Ok...ok...another Purge movie. They are 1-for-3 with this franchise and I was dreading of seeing another movie of this franchise. You know what, I'm going to skip the build-up. They are now 2-for-4 for me now with this movie because even though I am not recommending you to go see it in the theaters, I think this is a movie you can watch and stream along with the best one of the franchise: The Purge: Anarchy.
The United States is in economic and social turmoil. The New Founding Fathers of America have replaced both republican and democratic parties. Chief of Staff Arlo Sabian (Patch Darragh) and Dr. May Updale (Marisa Tomei) have planned to initiate an experiment on Staten Island within two days to allow the citizens to unleash their anger within a 12-hour period. Those conducting and monitoring the experiment offer the citizens $5000 to stay home during the experiment, and an additional compensation for those who participate.
Drug lord Dmitri (Y'lan Noel) tells his dealers they will be out of Staten Island during the Purge Night while one person, Capital A (Christian Robinson), wants to stay and purge. Elsewhere, a young dealer named Isaiah (Joviah Wade) has a run-in with Skeleton (Rotimi Paul), who harasses him and says she is going after his sister during Purge Night. Isaiah gets a bad cut on his neck, courtesy of Skeletor and his razor, and Nya (Lex Scott Davis), tends to his wounds at home and is an advocate against the Purge
On the evening of the experiment, many people make their way off the ferries onto the Island. Isaiah participates in the Purge to go after Skeleton, which Nya thinks he has stayed. Meanwhile, Dmitri has stayed. Skeletor kills someone and the recorded footage goes viral after the NFFA gets their hands on the video and the people think that they are multiple parties going around. And, the limited chaos becomes national chaos.

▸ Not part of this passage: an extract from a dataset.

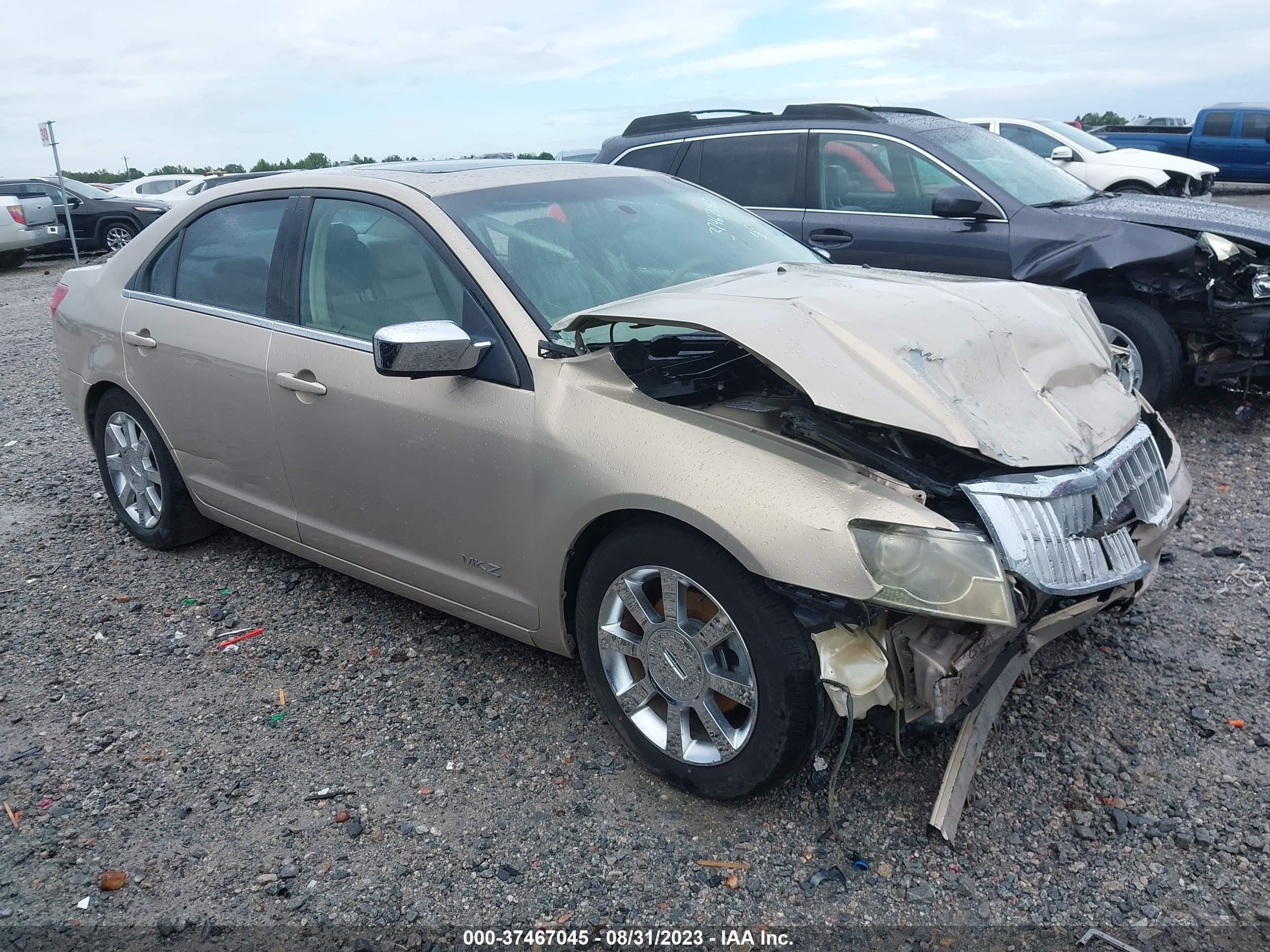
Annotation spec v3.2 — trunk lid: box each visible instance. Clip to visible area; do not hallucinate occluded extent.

This is nightmarish to think that this movie could potentially be relevant to today's society, meaning that the worst is yet to come. However, even though the movie is powerful in delivering the haunting images of ultra violence and social commentary, it is repetitive in its nature amidst a storyline that is executed well but is sort of routine. It is almost a tete-a-tete match that is not quite interesting as its political and social undertones of the movie. But, even though it lacks in scares in the first two-thirds, it combats back in that element but it gets heavy-handed in that aspect that it pounds you a little bit with the message even though I got it throughout the movie. It is like a professor is showing me the carnage of the war and the person is narrating it and then after the documentary, the teacher tells me what the narrator told me.

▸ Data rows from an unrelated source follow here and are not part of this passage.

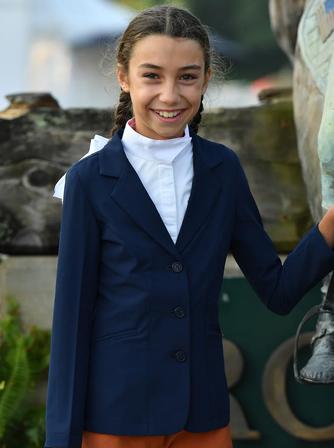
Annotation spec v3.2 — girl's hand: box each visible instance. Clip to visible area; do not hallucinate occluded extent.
[318,205,334,248]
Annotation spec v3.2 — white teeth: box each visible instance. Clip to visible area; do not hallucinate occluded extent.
[157,111,179,118]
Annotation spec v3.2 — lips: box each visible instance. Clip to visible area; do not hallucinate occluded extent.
[154,110,182,118]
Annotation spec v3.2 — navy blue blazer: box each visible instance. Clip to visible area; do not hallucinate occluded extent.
[44,130,334,448]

Director Gerard McMurray and writer James DeMonaco have made a richer political movie than the third movie and a better personal story than the first movie even though it does not quite balance it out in the end. There is a lot to like in the movie, amidst the treachery and the first two-thirds of the personal story, but it feels like a product of never-ending violence that shows us the point even though you get the point. So, I could view this as a guilty pleasure per se maybe over time but I cannot recommend it. I would say rent it for streaming or wait until it comes out on cable.